# The men in my life love beer soap.  Fragrance suggestions?



## NancyRogers (Feb 11, 2011)

I made a batch of beer soap to give as Christmas gifts and the men have gone nuts over it.  My hubby actually pouted when I told him he was using the last bar.  I scented that one in Commando from Bayousome.  Today I made a batch with Redwood & Cedar from Bert's.  Both of these scents work great with beer soap, but I'd love some other suggestions.


----------



## DottieF. (Feb 11, 2011)

BrambleBerry has several new beer scents. (They might be in the limited edition section.) You can check out the reviews at The Scent Review Board.

Dottie


----------



## agriffin (Feb 11, 2011)

Bay rum!


----------



## ilove2soap (Feb 11, 2011)

The men in my life really enjoy beer soap too!  Some of their favorite scents so far have been from WSP.  They liked the essential oil blend formulations of both Shampure and Rainforest (Rainforest really smells more like a pine forest, imo).  MY favorite was Camden Grey's Clairol Herbal Essence fo dupe. I use it as a shampoo bar because it smells so nice.  Least favorite so far was WSP Bay Rum fragrance oil.


----------



## cwarren (Feb 11, 2011)

black canyon - peak    my fav mens


----------



## NancyRogers (Feb 12, 2011)

cwarren said:
			
		

> black canyon - peak    my fav mens



Man, of all the samples I ordered from Peak in those last two sales, this wasn't one of them.  Darn.  I'll keep this in mind for next time though.



			
				agriffin said:
			
		

> Bay rum!



Do you mind me asking where you get yours?  I have 1 oz from Bert's that I haven't soaped yet, but I'd love to know which is your favorite.

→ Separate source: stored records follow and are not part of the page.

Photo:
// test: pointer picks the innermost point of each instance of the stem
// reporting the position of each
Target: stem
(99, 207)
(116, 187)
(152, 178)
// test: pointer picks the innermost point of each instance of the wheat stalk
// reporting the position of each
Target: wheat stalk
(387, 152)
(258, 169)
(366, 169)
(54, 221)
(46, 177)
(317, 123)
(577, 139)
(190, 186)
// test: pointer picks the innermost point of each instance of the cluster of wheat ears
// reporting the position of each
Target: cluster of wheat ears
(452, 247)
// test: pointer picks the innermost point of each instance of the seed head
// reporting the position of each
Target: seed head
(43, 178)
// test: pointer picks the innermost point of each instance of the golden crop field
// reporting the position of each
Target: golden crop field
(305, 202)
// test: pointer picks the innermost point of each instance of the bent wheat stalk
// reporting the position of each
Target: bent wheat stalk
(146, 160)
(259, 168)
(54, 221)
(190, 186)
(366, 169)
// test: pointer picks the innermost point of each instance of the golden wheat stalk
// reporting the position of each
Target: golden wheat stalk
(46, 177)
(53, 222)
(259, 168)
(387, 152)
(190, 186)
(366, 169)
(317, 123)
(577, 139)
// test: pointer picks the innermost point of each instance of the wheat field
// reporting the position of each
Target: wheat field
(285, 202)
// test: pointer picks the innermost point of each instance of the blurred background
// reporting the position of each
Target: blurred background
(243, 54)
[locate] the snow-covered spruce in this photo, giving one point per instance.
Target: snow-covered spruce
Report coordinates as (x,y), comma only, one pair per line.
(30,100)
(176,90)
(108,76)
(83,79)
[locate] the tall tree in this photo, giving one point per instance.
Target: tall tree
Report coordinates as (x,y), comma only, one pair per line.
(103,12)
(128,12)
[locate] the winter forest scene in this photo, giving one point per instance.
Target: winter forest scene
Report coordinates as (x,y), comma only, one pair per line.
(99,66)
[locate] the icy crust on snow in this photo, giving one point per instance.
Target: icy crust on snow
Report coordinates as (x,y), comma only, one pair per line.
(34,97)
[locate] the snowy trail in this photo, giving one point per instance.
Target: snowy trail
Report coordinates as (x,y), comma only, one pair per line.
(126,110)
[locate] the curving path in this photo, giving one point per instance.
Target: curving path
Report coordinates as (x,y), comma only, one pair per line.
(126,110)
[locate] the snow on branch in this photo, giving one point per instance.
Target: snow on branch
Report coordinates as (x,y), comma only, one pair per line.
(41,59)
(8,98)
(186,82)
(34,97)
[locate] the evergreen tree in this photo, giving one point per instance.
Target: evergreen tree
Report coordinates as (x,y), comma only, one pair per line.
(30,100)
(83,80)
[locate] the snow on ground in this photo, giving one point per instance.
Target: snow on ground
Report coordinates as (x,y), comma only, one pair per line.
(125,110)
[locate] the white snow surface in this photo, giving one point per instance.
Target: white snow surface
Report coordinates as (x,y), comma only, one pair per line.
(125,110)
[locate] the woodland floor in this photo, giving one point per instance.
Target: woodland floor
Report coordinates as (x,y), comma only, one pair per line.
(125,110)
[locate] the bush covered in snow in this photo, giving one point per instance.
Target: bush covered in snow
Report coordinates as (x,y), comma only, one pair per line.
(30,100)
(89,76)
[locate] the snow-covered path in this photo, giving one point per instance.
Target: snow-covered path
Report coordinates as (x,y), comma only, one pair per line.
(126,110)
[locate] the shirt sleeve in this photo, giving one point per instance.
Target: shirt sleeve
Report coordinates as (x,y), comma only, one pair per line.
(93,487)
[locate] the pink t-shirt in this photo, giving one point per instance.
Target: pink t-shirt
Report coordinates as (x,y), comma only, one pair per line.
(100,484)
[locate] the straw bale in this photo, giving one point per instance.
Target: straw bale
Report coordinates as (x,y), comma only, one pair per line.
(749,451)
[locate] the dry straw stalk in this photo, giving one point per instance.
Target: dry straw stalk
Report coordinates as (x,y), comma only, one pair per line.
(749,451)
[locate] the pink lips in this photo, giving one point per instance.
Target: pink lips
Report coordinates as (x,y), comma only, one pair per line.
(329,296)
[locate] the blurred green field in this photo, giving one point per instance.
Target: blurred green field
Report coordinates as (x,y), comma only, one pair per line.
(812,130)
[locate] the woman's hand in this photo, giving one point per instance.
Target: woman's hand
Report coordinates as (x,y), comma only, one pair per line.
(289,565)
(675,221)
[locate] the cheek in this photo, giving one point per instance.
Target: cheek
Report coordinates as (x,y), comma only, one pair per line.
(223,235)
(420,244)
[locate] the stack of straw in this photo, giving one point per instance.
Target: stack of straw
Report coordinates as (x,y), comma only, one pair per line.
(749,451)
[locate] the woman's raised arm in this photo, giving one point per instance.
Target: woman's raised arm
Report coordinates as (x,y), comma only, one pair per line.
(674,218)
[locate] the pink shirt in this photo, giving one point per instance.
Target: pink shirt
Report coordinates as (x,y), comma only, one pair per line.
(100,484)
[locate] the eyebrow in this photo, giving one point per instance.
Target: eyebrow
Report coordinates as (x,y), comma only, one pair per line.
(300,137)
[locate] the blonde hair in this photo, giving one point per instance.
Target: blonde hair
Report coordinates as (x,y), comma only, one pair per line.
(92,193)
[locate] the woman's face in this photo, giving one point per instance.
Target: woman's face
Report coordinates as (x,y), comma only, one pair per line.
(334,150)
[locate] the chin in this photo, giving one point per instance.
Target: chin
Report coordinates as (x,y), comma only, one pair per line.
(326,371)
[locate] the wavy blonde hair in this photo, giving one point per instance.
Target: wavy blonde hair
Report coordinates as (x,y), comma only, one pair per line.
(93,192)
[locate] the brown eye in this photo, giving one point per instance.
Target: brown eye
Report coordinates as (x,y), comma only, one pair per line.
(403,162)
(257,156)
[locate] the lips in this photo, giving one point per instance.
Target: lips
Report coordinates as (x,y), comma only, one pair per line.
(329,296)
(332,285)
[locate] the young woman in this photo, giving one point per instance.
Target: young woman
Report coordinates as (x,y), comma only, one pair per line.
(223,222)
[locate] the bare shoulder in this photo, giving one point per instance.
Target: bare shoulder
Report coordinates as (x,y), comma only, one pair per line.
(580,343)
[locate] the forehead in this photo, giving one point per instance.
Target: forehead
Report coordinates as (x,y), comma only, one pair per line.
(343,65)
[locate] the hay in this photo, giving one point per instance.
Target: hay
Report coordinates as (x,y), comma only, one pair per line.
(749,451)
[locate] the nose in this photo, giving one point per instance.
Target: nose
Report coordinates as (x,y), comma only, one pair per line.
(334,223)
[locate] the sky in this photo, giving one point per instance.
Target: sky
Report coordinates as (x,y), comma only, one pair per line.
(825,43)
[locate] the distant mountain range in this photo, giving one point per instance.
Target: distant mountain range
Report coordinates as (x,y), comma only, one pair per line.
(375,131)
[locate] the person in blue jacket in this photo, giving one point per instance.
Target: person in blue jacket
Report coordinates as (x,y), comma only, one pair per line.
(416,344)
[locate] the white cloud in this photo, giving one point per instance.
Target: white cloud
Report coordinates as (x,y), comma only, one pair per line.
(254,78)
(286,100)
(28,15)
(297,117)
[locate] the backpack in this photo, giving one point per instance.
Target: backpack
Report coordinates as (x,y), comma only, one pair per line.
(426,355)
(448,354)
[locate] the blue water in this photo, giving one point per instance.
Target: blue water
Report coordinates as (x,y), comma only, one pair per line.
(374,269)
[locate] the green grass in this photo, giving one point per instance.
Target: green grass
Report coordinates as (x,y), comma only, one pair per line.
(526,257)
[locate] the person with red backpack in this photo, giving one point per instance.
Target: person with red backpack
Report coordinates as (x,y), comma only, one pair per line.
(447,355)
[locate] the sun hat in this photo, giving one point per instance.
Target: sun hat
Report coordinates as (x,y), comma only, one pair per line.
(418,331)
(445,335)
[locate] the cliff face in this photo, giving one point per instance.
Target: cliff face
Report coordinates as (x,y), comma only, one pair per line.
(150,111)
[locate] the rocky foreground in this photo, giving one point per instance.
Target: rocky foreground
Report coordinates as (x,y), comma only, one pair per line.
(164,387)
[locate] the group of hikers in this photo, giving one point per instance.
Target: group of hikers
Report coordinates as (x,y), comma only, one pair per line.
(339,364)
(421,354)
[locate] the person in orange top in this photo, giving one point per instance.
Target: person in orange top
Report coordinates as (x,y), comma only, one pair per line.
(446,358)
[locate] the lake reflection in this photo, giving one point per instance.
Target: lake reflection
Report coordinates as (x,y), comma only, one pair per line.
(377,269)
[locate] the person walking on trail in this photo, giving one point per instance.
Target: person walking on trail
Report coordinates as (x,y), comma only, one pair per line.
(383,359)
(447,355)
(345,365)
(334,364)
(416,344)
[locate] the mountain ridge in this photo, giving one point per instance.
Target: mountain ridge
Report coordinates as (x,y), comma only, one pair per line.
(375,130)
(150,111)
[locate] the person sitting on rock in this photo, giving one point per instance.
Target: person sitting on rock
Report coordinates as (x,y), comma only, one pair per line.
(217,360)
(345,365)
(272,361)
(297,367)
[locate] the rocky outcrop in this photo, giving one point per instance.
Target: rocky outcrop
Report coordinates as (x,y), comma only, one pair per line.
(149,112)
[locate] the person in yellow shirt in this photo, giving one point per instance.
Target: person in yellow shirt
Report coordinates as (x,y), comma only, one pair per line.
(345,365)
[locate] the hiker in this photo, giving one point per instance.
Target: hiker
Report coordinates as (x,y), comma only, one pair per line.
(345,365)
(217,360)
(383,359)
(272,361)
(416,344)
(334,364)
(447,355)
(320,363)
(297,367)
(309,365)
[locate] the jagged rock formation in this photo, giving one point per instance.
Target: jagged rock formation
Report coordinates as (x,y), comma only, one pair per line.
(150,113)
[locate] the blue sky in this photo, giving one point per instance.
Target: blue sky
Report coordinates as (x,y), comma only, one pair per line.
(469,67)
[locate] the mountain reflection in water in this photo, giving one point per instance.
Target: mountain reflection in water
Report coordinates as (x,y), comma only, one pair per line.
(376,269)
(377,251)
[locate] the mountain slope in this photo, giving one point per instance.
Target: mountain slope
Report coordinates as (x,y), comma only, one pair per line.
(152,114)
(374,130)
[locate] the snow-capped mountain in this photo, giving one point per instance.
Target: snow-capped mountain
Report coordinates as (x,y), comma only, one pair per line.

Thanks for all the suggestions!  I've got some more beer boiling down now, so I'll be making another batch tomorrow or the next day.  I'll have to use a FO that I have on hand or maybe, I'll do an EO blend.  I've got Lime, Sage, Patch, Litsea, Lemon, Lavender and Anise.  Hmmm, what to do?


----------



## NancyRogers (Feb 12, 2011)

Okay, I've decided to try a 2 lb batch with .75 PPO EO blend.  I'm going to use this blend:

2 parts Lime
2 parts Sage
1 part Patchouli
1 part Litsea
1 part Rosemary (forgot I had this one)
1 part Anise

EO experts, do you see any problems with this plan?


----------



## nattynoo (Feb 12, 2011)

Wow Nancy, thats gonna smell devine.
I wish I could smell the screen.


----------



## agriffin (Feb 12, 2011)

Southern garden scents


----------



## ilove2soap (Feb 12, 2011)

Hmmmm  Maybe I should try Southern Garden's Bay Rum.  I wasn't thrilled about WSP version either out of the bottle or in the soap.  After the soap cured for a month everyone said it smelled like root beer and when I offered it up, there were very few takers.


----------



## miaow (Feb 14, 2011)

I actually enjoy wsp's bay rum..and just shaved with some I made several months ago, still spicy and manly *.*
To contribute: I like to leave my beer soap unscented, but sometimes I'll do a Blue Moon w/orange eo with litsea to anchor or a good hefeweizen w/lemon eo(also w/litsea) because my great grandmother used to wash her hair with beer and lemons..


----------